Other areas require development too. Infrastructure (including office space with quality bandwidth, reliable power and security) and levels of corruption need addressing, while regulatory changes are too frequent and unpredictable. The Duke research also highlights Pakistan’s need for ‘a satisfactory international marketing strategy’ to effectively position itself as an attractive shared services destination.

Beyond the pandemic

Significantly, the Covid-19 pandemic could play a major role in driving Pakistan’s future growth as an outsourcing hub. The changes in working practices that have accompanied the pandemic in many parts of the world – together with the associated pressure on companies to cut costs – are opening up new markets for exporters of outsourcing services.
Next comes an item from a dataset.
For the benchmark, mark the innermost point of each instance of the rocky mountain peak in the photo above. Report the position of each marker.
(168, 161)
‘Businesses now understand the work-from-home concept,’ Peer says, ‘and that it does not matter where a person is sitting. So they have become increasingly comfortable with the idea of offshoring and outsourcing.

Changes in working practices – together with pressure to cut costs – are opening up new markets for exporters of outsourcing services


‘The pandemic has also forced many businesses to explore cloud services, disaster recovery services, and so on, which has brought technology to the forefront. The fortunes of all global technology companies have risen during the pandemic because of the digital transformation journey that is taking place.’
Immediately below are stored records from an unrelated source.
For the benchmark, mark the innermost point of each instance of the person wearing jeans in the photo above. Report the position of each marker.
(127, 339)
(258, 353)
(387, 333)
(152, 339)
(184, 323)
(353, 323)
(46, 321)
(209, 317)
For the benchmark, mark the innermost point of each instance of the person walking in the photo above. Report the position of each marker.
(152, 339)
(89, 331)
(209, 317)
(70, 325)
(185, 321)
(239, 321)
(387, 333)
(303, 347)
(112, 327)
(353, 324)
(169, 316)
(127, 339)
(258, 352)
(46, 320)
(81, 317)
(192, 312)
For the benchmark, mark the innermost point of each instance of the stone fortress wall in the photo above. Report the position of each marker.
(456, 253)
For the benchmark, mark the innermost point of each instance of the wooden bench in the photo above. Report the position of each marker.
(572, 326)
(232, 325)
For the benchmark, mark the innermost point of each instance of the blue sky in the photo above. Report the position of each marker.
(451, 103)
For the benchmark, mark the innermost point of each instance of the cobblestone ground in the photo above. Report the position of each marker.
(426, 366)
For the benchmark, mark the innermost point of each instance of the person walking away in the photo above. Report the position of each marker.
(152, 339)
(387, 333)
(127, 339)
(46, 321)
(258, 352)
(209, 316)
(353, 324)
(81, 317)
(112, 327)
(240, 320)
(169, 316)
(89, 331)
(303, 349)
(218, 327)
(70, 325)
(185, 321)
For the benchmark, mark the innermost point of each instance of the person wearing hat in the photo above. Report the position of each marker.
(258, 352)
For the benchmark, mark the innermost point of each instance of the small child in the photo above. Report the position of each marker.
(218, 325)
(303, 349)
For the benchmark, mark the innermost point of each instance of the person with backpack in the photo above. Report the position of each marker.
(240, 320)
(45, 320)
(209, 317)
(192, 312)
While the future already looks bright for Pakistan’s shared services centre industry, ACCA members in the country can play a part in furthering its success. By doing so, they will not only help to increase the prosperity of their country, but they will also benefit from new clients and job creation.

Role for ACCA members

‘ACCA members should work with existing shared services providers to improve the quality of work and train people so Pakistan’s talent is recognised globally,’ Saeed suggests.

Ashraf believes that ACCA members could help to promote Pakistan’s shared services domestically in several ways. He suggests helping to develop industry-specific qualifications and promoting shared services within the public and private sectors. Members could also market the services internationally.

In 2019, the global outsourcing market was worth a whopping US$92.5bn, according to information provider Statista. And Pakistan is well placed to seize a bigger slice of what is a very large pie.

Peer, for one, is optimistic about the future. ‘The government is actively focusing on eliminating gaps in infrastructure to sustain both economic and social development,’ he says. ‘The country is teeming with possibilities.’